In the other corner...there are those that feel renting is a better financial decision. My neighbor views owning a house as a lifestyle choice, not something to do because it is a sound financial decision. Let's compare the cost of renting and owning a house in our area right now. To rent a nice condo (an apartment would be even cheaper, but perhaps not as nice) you would probably pay under $1500 for a 2 bedroom, 2 bath condo. Our house is costing us about $2500 a month for a 4 bedroom, 3 bath house. With the house you then have added costs of lawnmowers, snowblowers, landscaping, etc. This all adds up very quickly and are expenses that you would generally not see when renting a condo (you may see them if renting a house though). The x-factor here, that I see, is if you have a family and need more bedrooms. Part of my neighbors arguement is that none of us have families yet, but we have these huge 4 bedroom houses that we just bought. Perhaps he is right, we would have been better off renting for a while and saving money. We could then take that extra money and invest it.

I would be interested to hear the opinions of our readers on this subject. Is it better to rent, buy, or is there no real answer. My personal opinion is that there is no definitive answer that is right in all situations, it all depends on a bunch of factors (area, money, family, how long are you staying there, etc.).


Anonymous Medicated Money said...

"it all depends on a bunch of factors (area, money, family, how long are you staying there, etc.)."

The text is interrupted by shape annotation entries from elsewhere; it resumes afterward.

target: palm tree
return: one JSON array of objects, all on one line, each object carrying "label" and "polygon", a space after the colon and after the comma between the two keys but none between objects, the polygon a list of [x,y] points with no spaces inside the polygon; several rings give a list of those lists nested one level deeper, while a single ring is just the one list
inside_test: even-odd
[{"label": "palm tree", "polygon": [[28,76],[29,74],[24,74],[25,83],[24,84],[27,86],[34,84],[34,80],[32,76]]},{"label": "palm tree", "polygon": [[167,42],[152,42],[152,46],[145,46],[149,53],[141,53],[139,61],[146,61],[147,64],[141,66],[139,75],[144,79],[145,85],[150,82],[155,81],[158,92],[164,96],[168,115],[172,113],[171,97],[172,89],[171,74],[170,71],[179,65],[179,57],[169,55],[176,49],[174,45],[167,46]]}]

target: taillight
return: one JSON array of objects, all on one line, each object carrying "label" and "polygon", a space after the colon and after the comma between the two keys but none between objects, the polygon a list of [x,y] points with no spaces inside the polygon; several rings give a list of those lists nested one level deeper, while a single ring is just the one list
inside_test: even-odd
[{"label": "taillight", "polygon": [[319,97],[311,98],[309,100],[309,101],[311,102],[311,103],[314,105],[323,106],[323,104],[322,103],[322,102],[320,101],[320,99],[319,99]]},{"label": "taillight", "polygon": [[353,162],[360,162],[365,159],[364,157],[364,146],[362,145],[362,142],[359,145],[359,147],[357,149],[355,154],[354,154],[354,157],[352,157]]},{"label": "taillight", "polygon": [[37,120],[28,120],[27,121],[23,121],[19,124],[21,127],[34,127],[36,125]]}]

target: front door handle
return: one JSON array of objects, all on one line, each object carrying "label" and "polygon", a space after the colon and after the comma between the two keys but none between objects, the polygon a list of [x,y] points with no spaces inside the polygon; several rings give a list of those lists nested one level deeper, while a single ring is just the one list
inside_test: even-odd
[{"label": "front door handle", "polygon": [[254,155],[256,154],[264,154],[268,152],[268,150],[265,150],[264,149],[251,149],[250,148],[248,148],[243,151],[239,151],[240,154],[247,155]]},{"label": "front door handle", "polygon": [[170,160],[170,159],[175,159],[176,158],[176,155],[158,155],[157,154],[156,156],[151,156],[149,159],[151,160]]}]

I think that this last statement hits the nail on the head. In comparing apples to apples, I think that home ownership will always beat renting. However, I think most situation cannot be compared on a apple to apple comparison. My personal experience is that in the best location of city to live (especially in a major city), the housing costs are significantly more than the ratio to renting in this same area. I know for us, even though it kills us to write a check for rent rather than a mortage, the amount we pay to rent in the location of the city we are in, is roughly 3-4 times less than what a mortage would be. We are willing to do this because of the location and lifestyle we have. I feel even though we may be paying someone else's mortage, we are saving money in other areas that are often over-looked in owning a home. I feel that this goes against the grain of many financial thoughts, howerver, we do this bc of:

-Closer to work (little more than a mile)
-Amenities of the neighborhood community
-Just the two of us in a 1800sf townhouse

Overall, general comparison of the two is very difficult to do, due to the many variables involved that you have stated.

3/06/2006 2:15 PM  
Blogger kassy said...

We are currently renting a house and would much prefer to own. In fact we are considering making a proposal to our landlord to buy this house. I would much rather be able to make changes, fix things etc without having to ask for an okay or wait for the landlord to do it.

3/06/2006 2:17 PM  
Anonymous LAMoneyGuy said...

The problem that I have with Bach is his oversimplification, and his attempt to turn this decision into a financial one only. It is not. As medicated money discussed, it is all about the "bunch of factors."

Bach also leaves a lot of important factors out of his article. Interest cost is a major one that you discussed, but also maintenance, upgrades, insurance, possibly HOA dues.

He then confuses correlation with causation at the end of his article by stating that homeowners are statistically more wealthy. Did the house cause the wealth? In many cases, sure, but not nearly all.